De nombreux patients estiment que la nouvelle formule de ce médicament, destiné aux malades de la thyroïde, provoque d'importants effets secondaires.
Un soulagement pour les patients en colère ? Le laboratoire Merck, qui commercialise le Levothyrox, a annoncé mardi 6 novembre que l'ancienne formule de son médicament resterait disponible "tout au long de 2019", pour les patients disposant d'une ordonnance. Mais moins de 50 000 boîtes seront mises à disposition par mois.
Ce volume correspond "aux volumes mis à disposition en 2018" et aux "besoins des patients", estime Valérie Leto, pharmacienne responsable de Merck France. Elle estime que cette période de disponibilité doit être "transitoire" et "permettre aux patients de trouver une solution alternative pérenne".
De nombreux patients accusent la nouvelle formule, mise sur le marché l'an dernier, de causer d'importants effets secondaires. Lundi, le tribunal de grande instance de Toulouse, saisi par 48 de ces patients, a condamné Merck à leur mettre à disposition l'ancienne formule du médicament et ordonné une expertise médicale pour déterminer "en quoi la nouvelle formule diffère de l'ancienne".
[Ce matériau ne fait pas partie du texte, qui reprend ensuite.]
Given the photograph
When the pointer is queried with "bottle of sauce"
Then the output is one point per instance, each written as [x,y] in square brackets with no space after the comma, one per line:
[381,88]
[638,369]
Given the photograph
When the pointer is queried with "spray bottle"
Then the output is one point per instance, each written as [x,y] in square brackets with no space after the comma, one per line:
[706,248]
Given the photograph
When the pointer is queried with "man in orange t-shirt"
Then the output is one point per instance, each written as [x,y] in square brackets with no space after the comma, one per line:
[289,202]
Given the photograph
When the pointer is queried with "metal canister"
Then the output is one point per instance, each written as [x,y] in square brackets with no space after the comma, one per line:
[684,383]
Le TGI de Toulouse a ordonné lundi, pour la première fois sur le fond dans le dossier du Levothyrox, à des experts d'examiner des patients disant souffrir d'effets secondaires après la prise de la nouvelle formule du médicament, a-t-on appris de sources concordantes.
"C'est une décision extrêmement sage avant de se prononcer sur la demande d'indemnisation. C'est la première fois que l'on va analyser cette affaire sur le fond", a indiqué à l'AFP Me Jacques Lévy, qui représente 42 patients ayant assigné le 10 septembre le laboratoire Merck.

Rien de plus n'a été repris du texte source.